Relatively few express confidence in Russian President Putin or Chinese President Xi. And U.S. President Trump receives more negative ratings than either the Russian or Chinese leader.
Ratings for U.S. mostly favorable, though low among some key allies
While overall attitudes toward the United States are favorable, there are large differences across the 33 nations in the study, especially among some of its key European Union allies. It receives its most positive reviews in the region from three Central and Eastern European nations: 79% of Poles, 70% of Lithuanians and 66% of Hungarians have a favorable opinion of the U.S.
Meanwhile, Europe’s lowest ratings for the U.S. are in the Netherlands (46% favorable), Sweden (45%) and Germany (39%). Outside of the EU, ratings for the U.S. are much more positive in Ukraine (73% favorable) than in Russia (29%).
As has been the case over time in Pew Research Center surveys, most in the sub-Saharan African nations polled express favorable opinions of the U.S. Views in Asia are also mostly positive, though 45% in U.S. ally Australia currently give the U.S. an unfavorable rating.
Israelis give the U.S. its highest rating on the survey (83% favorable).
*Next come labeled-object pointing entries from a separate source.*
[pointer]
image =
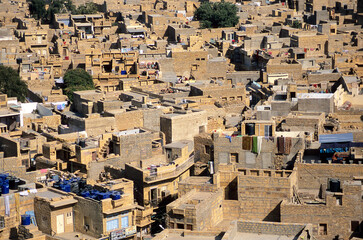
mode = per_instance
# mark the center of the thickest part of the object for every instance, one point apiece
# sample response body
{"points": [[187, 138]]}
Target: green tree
{"points": [[217, 15], [38, 9], [11, 84], [88, 8], [77, 80]]}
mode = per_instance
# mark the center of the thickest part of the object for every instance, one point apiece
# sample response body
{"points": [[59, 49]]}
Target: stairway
{"points": [[103, 151]]}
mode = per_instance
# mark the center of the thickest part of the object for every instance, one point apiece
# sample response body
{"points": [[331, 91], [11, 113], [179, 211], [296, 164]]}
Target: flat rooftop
{"points": [[255, 236]]}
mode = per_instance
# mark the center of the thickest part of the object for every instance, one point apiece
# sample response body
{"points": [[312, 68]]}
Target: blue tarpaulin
{"points": [[332, 138]]}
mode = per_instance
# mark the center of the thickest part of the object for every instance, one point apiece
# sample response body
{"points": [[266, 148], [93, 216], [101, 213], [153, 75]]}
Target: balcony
{"points": [[148, 177], [123, 232]]}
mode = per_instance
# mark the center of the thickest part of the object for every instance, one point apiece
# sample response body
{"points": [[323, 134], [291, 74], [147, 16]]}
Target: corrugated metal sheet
{"points": [[331, 138]]}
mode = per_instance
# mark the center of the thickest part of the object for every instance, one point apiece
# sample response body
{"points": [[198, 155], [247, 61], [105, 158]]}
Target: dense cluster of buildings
{"points": [[248, 132]]}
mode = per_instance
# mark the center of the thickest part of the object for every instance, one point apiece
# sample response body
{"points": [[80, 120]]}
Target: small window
{"points": [[180, 226], [234, 157], [201, 129], [207, 149], [339, 200], [112, 224], [2, 222], [323, 229]]}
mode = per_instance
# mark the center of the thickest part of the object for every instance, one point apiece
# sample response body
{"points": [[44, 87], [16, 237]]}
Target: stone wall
{"points": [[285, 229]]}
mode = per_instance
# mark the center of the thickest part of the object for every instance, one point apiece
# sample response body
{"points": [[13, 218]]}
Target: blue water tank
{"points": [[3, 176], [66, 187], [25, 219], [101, 196], [85, 194], [5, 188]]}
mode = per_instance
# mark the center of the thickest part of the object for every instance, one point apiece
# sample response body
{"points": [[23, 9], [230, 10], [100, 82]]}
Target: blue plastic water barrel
{"points": [[67, 188], [116, 196], [85, 194], [25, 219], [5, 188]]}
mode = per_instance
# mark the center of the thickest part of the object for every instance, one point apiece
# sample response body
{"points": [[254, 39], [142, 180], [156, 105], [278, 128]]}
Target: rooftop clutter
{"points": [[172, 119]]}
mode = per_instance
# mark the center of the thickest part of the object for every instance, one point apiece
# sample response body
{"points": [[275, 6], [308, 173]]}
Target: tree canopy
{"points": [[77, 80], [217, 15], [11, 84], [87, 8]]}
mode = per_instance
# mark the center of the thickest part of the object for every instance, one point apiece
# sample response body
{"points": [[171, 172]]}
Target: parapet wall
{"points": [[269, 228]]}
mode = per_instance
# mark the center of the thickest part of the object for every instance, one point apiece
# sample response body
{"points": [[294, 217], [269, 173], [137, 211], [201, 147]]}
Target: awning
{"points": [[331, 138]]}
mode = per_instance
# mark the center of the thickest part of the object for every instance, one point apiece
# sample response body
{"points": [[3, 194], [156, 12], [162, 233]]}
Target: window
{"points": [[2, 222], [323, 229], [180, 226], [69, 218], [201, 129], [24, 162], [112, 224], [234, 157], [339, 201], [354, 225], [207, 149]]}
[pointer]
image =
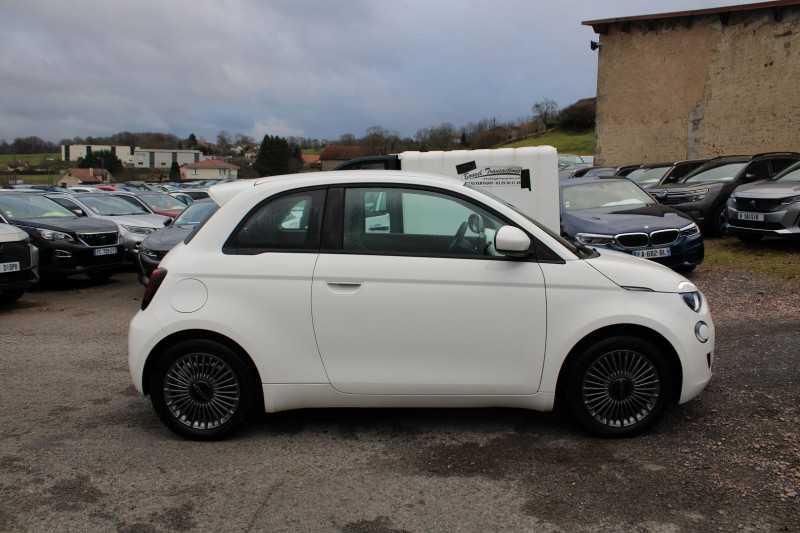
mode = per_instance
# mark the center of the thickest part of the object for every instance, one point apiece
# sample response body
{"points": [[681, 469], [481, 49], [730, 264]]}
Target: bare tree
{"points": [[546, 111]]}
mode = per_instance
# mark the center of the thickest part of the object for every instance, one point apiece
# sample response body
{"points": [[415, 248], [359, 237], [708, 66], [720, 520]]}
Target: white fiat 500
{"points": [[394, 289]]}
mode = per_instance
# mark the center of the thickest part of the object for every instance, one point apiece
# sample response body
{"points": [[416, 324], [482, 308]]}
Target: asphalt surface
{"points": [[80, 450]]}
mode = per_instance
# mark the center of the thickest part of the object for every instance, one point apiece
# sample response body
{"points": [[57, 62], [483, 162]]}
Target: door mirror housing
{"points": [[512, 242]]}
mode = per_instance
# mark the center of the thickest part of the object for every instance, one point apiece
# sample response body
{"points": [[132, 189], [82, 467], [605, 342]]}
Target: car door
{"points": [[417, 301]]}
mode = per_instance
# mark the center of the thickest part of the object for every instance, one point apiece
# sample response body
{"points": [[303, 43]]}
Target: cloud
{"points": [[306, 68]]}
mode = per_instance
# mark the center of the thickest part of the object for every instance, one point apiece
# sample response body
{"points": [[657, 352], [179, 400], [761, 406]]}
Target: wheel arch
{"points": [[628, 330], [195, 335]]}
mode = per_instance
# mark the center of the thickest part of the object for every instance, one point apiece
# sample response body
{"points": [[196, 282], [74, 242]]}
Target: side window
{"points": [[287, 223], [780, 164], [416, 222]]}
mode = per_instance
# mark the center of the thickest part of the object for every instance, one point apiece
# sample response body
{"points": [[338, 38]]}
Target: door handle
{"points": [[343, 287]]}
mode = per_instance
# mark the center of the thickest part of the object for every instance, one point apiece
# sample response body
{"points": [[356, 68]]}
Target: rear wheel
{"points": [[202, 390], [619, 387]]}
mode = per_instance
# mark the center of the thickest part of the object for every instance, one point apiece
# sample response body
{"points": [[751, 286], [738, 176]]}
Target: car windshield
{"points": [[600, 194], [31, 206], [110, 205], [724, 172], [791, 173], [645, 176], [195, 214], [162, 202], [575, 250]]}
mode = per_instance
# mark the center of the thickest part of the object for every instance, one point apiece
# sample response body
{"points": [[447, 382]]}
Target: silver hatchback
{"points": [[769, 207]]}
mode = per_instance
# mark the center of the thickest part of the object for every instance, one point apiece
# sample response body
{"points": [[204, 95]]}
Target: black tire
{"points": [[718, 220], [202, 390], [749, 237], [7, 297], [619, 386], [100, 275]]}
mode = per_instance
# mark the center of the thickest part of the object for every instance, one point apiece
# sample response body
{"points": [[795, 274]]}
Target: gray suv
{"points": [[770, 207], [703, 194]]}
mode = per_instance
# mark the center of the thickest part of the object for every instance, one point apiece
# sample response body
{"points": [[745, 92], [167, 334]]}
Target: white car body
{"points": [[370, 330]]}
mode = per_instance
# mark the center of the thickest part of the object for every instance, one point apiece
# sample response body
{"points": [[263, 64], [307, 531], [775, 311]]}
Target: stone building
{"points": [[698, 84]]}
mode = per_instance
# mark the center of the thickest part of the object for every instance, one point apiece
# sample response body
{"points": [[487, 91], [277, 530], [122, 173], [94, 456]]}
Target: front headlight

But while 94% of Israeli Jews see the U.S. positively, just 37% of Israeli Arabs agree. Elsewhere in the Middle East and North Africa, attitudes are more negative. This is especially the case in Turkey, where just one-in-five have a favorable opinion of the U.S., the lowest percentage registered in the survey.
Views of the U.S. are mostly negative in Mexico, where just 36% give the U.S. a favorable rating, only 8% have confidence in Trump and fully 90% oppose the building of a wall on their country’s border with the U.S.
In many countries, there was no major change in U.S. favorability between 2018 and 2019, but 10 nations did see significant increases in the share of people with favorable views of the U.S. Most of these countries are in Europe. This nascent trend may be driven at least in part by increased favorability among supporters of right-wing populist groups in some nations, but it may also be related to changes in survey administration in the past year (see sidebar).
In five of the eight European countries where U.S. image has improved between 2018 and 2019 – France, Germany, Greece, Netherlands and Spain – there were significant increases in favorable views of the U.S. among people on the right of the ideological spectrum. For instance, 67% of Greeks who say they are on the right ideologically have a favorable opinion of the U.S., while just 40% held that view in 2018.